Oleh: Eka Sugeng Ariadi
(Guru Bahasa Inggris MAN 1 Pasuruan)
Murah berkualitas, mustahilkah? Idiom yang beredar di masyarakat menjawab berkualitas itu identik mahal dan murah itu tidak mungkin berkualitas. Murah itu linier dengan hal-hal kurang berharga, kurang fasilitas, kurang terawat, dan rendah kualitas, sebaliknya mahal itu setara dengan serba lengkap, serba ada, dan tentunya tinggi kualitasnya. Dalam sebuah talk show di stasiun TV tentang perbandingan biaya pendidikan, menurut Prof.
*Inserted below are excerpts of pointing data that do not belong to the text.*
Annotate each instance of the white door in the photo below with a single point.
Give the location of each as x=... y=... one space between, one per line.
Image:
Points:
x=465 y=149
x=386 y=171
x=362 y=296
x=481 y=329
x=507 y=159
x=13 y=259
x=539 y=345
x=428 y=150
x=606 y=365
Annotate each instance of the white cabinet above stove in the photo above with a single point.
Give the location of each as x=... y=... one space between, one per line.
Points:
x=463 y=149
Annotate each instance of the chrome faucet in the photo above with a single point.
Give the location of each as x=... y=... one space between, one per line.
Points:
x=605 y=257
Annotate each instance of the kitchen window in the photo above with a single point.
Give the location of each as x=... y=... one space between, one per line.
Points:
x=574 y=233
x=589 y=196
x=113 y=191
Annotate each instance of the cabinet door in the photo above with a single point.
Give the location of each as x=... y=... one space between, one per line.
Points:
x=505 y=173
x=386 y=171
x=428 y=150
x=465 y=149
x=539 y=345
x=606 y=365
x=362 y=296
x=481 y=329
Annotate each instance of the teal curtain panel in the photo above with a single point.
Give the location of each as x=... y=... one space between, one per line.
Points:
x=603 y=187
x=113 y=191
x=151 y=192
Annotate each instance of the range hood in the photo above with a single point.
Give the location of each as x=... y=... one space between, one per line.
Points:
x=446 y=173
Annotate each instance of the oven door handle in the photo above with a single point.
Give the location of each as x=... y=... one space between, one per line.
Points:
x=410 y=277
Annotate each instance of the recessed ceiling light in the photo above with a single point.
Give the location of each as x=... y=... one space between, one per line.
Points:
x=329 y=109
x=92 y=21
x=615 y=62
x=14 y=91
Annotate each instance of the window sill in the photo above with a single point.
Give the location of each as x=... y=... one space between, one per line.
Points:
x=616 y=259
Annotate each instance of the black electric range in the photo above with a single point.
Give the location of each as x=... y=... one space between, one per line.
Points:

Nizam –Dirjen Perguruan Tinggi Kemendikbudristek–, mengatakan bahwa biaya pendidikan di negeri ini lebih rendah, tidak mahal, lebih murah dibandingkan negara tetangga semisal Singapura dan Malaysia. Apakah bisa dengan mudah disimpulkan bahwa kualitas pendidikan di negeri ini rendah/kualitasnya rendah? Agak susah untuk tidak menjawab iya. Namun, bila kita baca berita di media massa, menurut opini masyarakat, analisis media, pengamat pendidikan, termasuk mahasiswa dan dosen, ternyata biaya pendidikan di negeri ini semakin tahun semakin mahal. Nah, berarti menghasilkan kesimpulan terbalik bahwa kualitas pendidikan di negeri ini sudah berkualitas, benarkah? susah juga untuk menjawab belum benar.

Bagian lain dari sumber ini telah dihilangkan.